An independent report released last week indicated that the number of visitors to Wikipedia had nearly quadrupled during the past year. It also included a variety of information that helps to place Wikipedia's growth in perspective.
The report was released on Thursday by Nielsen//NetRatings, an arm of the firm that conducts the television Nielsen ratings. An accompanying press release focused on websites it classified in the "educational reference" category, which it indicated had grown by 22% from September 2004 to September 2005. It identified Wikipedia as the fastest-growing site in the category, with a 289% increase in the number of unique visitors over that period.
While such figures are often the result of starting from a small base number, which can produce high percentages on modest growth, this is not the case for Wikipedia. In fact, Wikipedia has established itself as a leading reference site, as indicated in an earlier report from Hitwise (see archived story). Already as of a year ago, based on the Nielsen report, Wikipedia's audience was larger than the current audience of the second fastest-growing site in the category, Yahoo! Education.

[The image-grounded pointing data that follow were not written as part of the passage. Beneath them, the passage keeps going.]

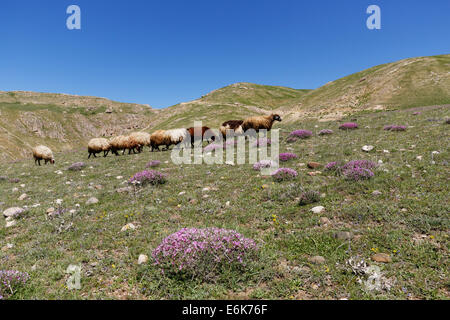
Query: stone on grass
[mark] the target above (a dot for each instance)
(13, 212)
(23, 197)
(381, 257)
(128, 226)
(10, 223)
(317, 209)
(142, 259)
(317, 260)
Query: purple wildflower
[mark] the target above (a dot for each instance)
(394, 128)
(262, 142)
(348, 126)
(365, 164)
(333, 166)
(212, 147)
(153, 163)
(203, 252)
(148, 177)
(77, 166)
(264, 164)
(357, 173)
(302, 134)
(284, 174)
(325, 132)
(287, 156)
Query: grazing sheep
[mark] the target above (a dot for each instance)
(98, 145)
(235, 125)
(123, 143)
(260, 122)
(141, 138)
(198, 133)
(167, 138)
(43, 153)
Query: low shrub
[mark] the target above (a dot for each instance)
(348, 126)
(204, 253)
(302, 134)
(148, 177)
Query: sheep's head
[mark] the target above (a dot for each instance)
(276, 117)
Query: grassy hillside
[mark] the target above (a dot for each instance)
(406, 83)
(65, 122)
(402, 212)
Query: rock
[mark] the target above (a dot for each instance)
(23, 197)
(324, 220)
(13, 212)
(124, 190)
(77, 166)
(11, 223)
(317, 260)
(128, 226)
(381, 257)
(92, 200)
(343, 235)
(142, 259)
(317, 209)
(314, 165)
(367, 148)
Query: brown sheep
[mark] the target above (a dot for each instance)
(98, 145)
(235, 125)
(198, 134)
(42, 153)
(260, 122)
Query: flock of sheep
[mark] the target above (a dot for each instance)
(135, 141)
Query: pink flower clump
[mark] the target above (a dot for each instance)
(264, 164)
(153, 163)
(284, 174)
(11, 280)
(302, 134)
(148, 177)
(348, 126)
(287, 156)
(203, 252)
(395, 128)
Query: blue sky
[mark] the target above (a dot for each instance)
(169, 51)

The report noted that most of the growth in the category could be attributed to these two sites, and in fact Wikipedia could potentially account for all of it on its own. Even considered in terms of raw numbers rather than percentages, growth in number of unique visitors to Wikipedia was larger than that of the category as a whole. In September 2004, Wikipedia had 3.3 million unique visitors, which grew to 12.8 million for September 2005, a difference of 9.5 million in the US. Overall, the number of unique visitors for the educational reference category increased by only 8.5 million in the same period.
According to the report, the growth means that sites in the category are reaching 31% of those using the internet. Extrapolating from this, the statistics provided would indicate that Wikipedia reached 8.5% of all internet users during September 2005. As a point of reference, similar numbers from Alexa (calculated on a daily basis) indicate that just over 1% of internet users visit Wikipedia on any given day.

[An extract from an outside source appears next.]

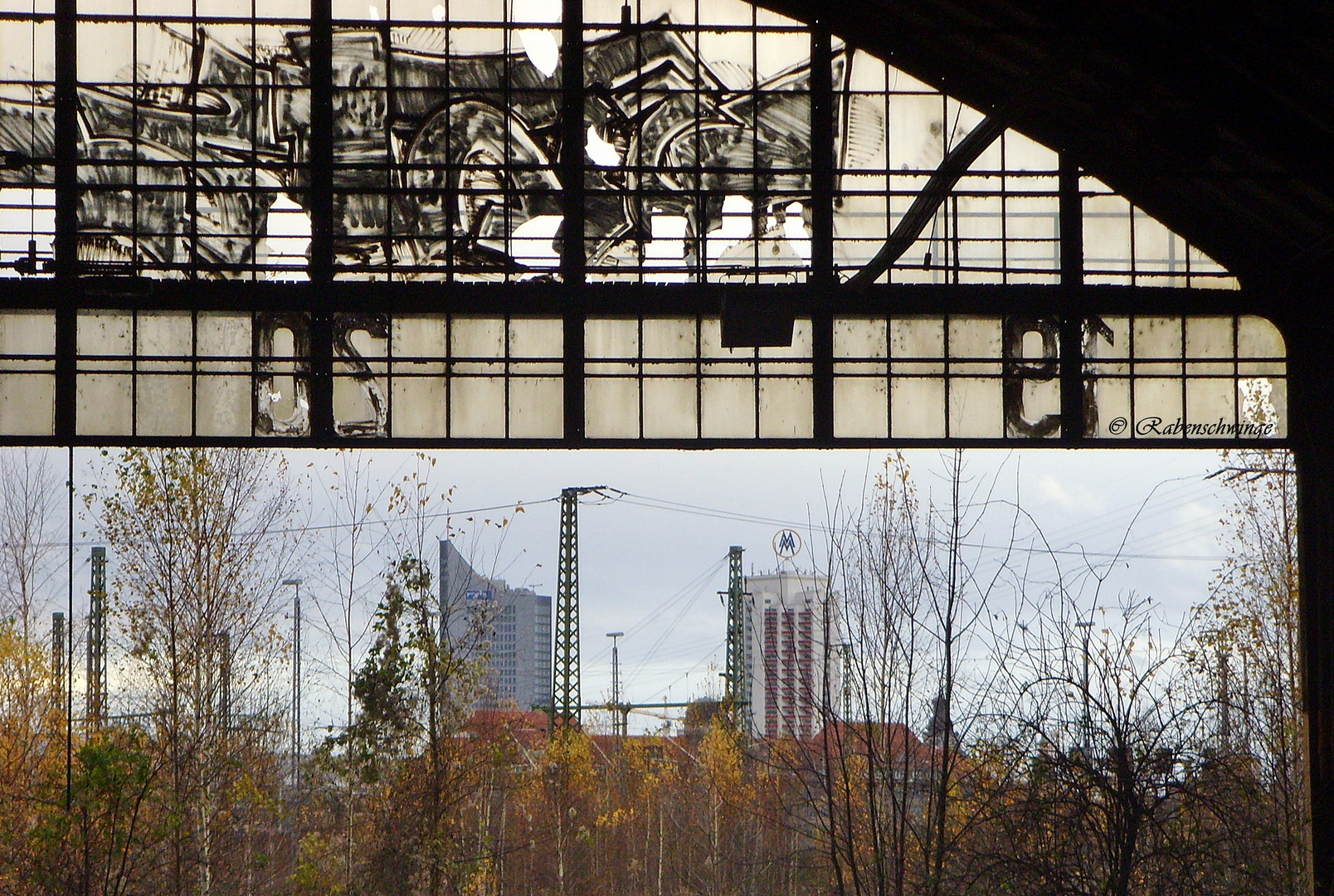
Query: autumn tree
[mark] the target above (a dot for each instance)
(1249, 656)
(918, 675)
(201, 540)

In a sense, Wikipedia actually occupies two places on the list. The tenth fastest-growing site on the list is NationMaster, which has been using Wikipedia content for its encyclopedia for over two years (the site also provides other data about countries taken from different sources). Also worth mentioning is that the third fastest-growing site, the how-to site eHow, has its own wiki (called wikiHow) with content available under a Creative Commons license. WikiHow uses a modified version of the MediaWiki software and has a level of activity approximately equal to the English Wikibooks.
Also emphasized in the report was demographic information for the category, indicating that 63% of those visiting educational reference sites were age 35 or older. This contrasts with the commonly held view that Wikipedia editors tend to be younger, such as college students for example. In terms of education, however, the report did indicate that nearly half of those using educational reference sites had a college degree. Demographic information for individual sites was not included in the material released to the public.